The EV startups in China that have raise the most funds, according to Bloomberg, include:
- NIO: $4.1 billion
- WM Motor: $2.3 billion
- Xiaopeng Motors: $1.3 billion
- Youxia Motors: $$1.3 billion
The startup manufacturers combined promise to build a manufacturing capacity of 3.9 million EVs a year.
Good luck filling that capacity – because the established Chinese giants have already switched part of their production to EVs. Some, such as BAIC and Geely (which also owns Volvo), have announced that they will switch just about totally to electrified vehicles over the next few years.
In addition, the global giants, such as GM and Volkswagen AG, and their Chinese joint ventures are all being forced by the government to build EVs in China, and they’re rolling out dozens of models.
Overall declining or stagnating vehicle sales even as a lot of manufacturing capacity is being put in service makes for a toxic mix of malinvestment and overcapacity. EV manufacturing overcapacity is just part of it. This has dogged other industries in China as well.
If the world ever needs another illustration of a bubble that will blow up and take down lots of investors with it, it’s the EV manufacturing bubble in China. EVs will continue to develop and EV sales will thrive, but not nearly enough for the 486 EV makers currently building manufacturing capacity in China. They will experience a classic shakeout with only a few dozen left over at the end.
Auto manufacturing is a capital-intensive activity, and startups require enormous amounts of investor money to gain traction. As the subsidies are being trimmed and adjusted, and as overcapacity rules, weaker players will run out of money first and shut down. This will go through layers and layers and may take down some established companies too. Industry shakeouts, after an investment and capacity bubble like this, are brutal.
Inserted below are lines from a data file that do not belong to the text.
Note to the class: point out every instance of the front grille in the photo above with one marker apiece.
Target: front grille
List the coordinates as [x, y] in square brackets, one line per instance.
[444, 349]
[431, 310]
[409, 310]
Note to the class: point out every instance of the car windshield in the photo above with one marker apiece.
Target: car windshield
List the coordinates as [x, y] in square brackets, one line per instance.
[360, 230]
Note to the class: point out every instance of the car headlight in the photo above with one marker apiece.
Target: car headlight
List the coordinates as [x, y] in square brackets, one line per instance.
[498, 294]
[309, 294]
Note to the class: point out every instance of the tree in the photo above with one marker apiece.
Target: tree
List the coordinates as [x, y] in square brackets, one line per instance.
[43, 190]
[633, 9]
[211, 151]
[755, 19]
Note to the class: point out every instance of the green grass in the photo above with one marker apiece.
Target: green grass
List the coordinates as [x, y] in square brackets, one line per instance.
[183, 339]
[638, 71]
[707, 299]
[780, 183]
“We are going to see great waves sweeping away sand in the EV industry,’’ Thomas Fang, a partner and strategy consultant at Roland Berger in Shanghai, told Bloomberg. “It is a critical moment that will decide life or death for EV startups.’’
Many of these startups are founded or funded by people with an internet or technology background who’re not necessarily fully aware of the enormous investment required in auto manufacturing, Fang said.
“The investment needed for actual production is several times of that they’ve spent on marketing and production development,’’ he said. “That’s why we are seeing some of them delaying mass-production plans.’’
Sales of EVs – small as they still are compared to sales of ICE vehicles – will continue to grow. But the investors that are funding the EV startups in China face getting bludgeoned by the effects of massive overcapacity in the industry that had been encouraged by government subsidies and policies.